Warga Rusia Ditangkap karena Rekam Demo di Wamena, Imigrasi: Tak Sesuai Visa Wisata
JAKARTA, iNews.id - Direktorat Jenderal Imigrasi menangkap warga negara asing (WNA) asal Rusia berinisial AP (39). Dia ditangkap karena merekam aksi demonstrasi Komite Nasional Papua Barat (KNPB) di Wamena, Papua Pegunungan.
Aktivitas AP tersebut diduga tidak sejalan dengan izin yang dimilikinya karena dia masuk ke Indonesia menggunakan visa kunjungan wisata. Direktur Jenderal Imigrasi Hendarsam Marantoko menjelaskan kegiatan yang dilakukan AP tidak sesuai dengan ketentuan keimigrasian dan berpotensi berdampak terhadap keamanan dan ketertiban umum.
"Ketika seseorang masuk sebagai wisatawan, aktivitasnya tentu harus sesuai dengan izin yang diberikan. Jika ditemukan indikasi penyalahgunaan izin tinggal atau kegiatan yang berpotensi mengganggu keamanan dan ketertiban, Imigrasi akan bertindak," kata Hendarsam dalam keterangannya, Selasa (25/8/2026).
Berdasarkan hasil pemeriksaan, AP tercatat masuk ke Indonesia secara resmi melalui Bandara Internasional I Gusti Ngurah Rai pada 3 Juli 2026. Visa kunjungan yang digunakan AP berlaku sampai 31 Agustus 2026.
Hendarsam mengungkapkan, perjalanan AP ke Papua juga bukan kunjungan pertama. WNA Rusia tersebut tercatat telah mendatangi sejumlah wilayah di Papua sebanyak 10 kali.

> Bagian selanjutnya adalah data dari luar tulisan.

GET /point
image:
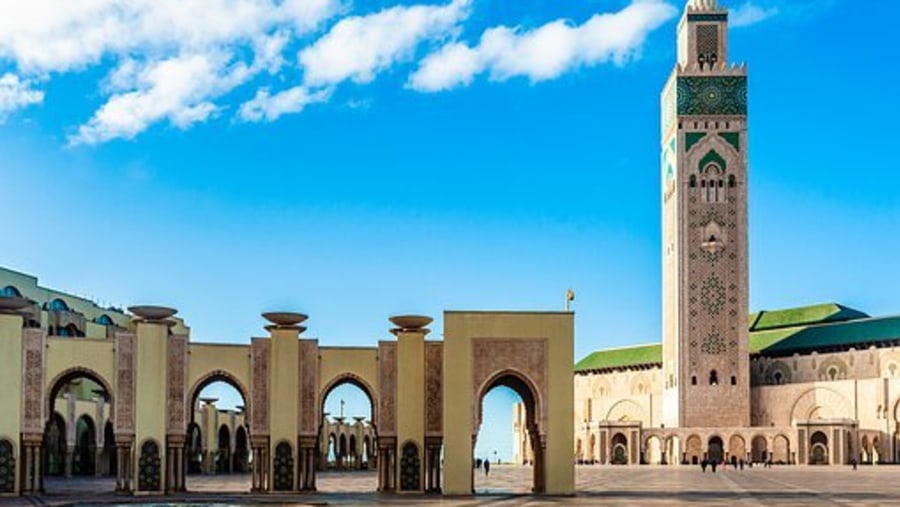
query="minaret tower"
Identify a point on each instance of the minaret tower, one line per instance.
(704, 193)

"Kepada petugas, AP mengaku menyukai alam serta budaya Papua dan memiliki sejumlah kenalan lokal sejak kunjungan-kunjungan terdahulunya," imbuh dia.
Terkait kegiatan merekam demonstrasi KNPB pada 15 Agustus 2026, AP mengaku dokumentasi tersebut dibuat untuk kebutuhan konten di media sosial. Kendati demikian, pihak Imigrasi masih melakukan pendalaman terhadap tujuan aktivitas tersebut.
Pemeriksaan terhadap perangkat elektronik milik AP juga menemukan kontrak yang berisi penawaran pembuatan foto dan video untuk dirinya. Imigrasi kini menelusuri aktivitas AP secara menyeluruh, termasuk rekam perjalanan, orang-orang yang ditemui, lokasi yang didatangi, serta dokumentasi dan publikasi digital yang dibuat.
Berdasarkan temuan tersebut, Imigrasi mendalami dugaan pelanggaran Pasal 122 huruf a Undang-Undang Nomor 6 Tahun 2011 tentang Keimigrasian. Pasal tersebut mengatur penyalahgunaan izin tinggal maupun aktivitas yang tidak sesuai dengan tujuan kedatangan ke Indonesia.
Saat ini AP ditempatkan di Ruang Detensi Imigrasi untuk menjalani pemeriksaan lebih lanjut.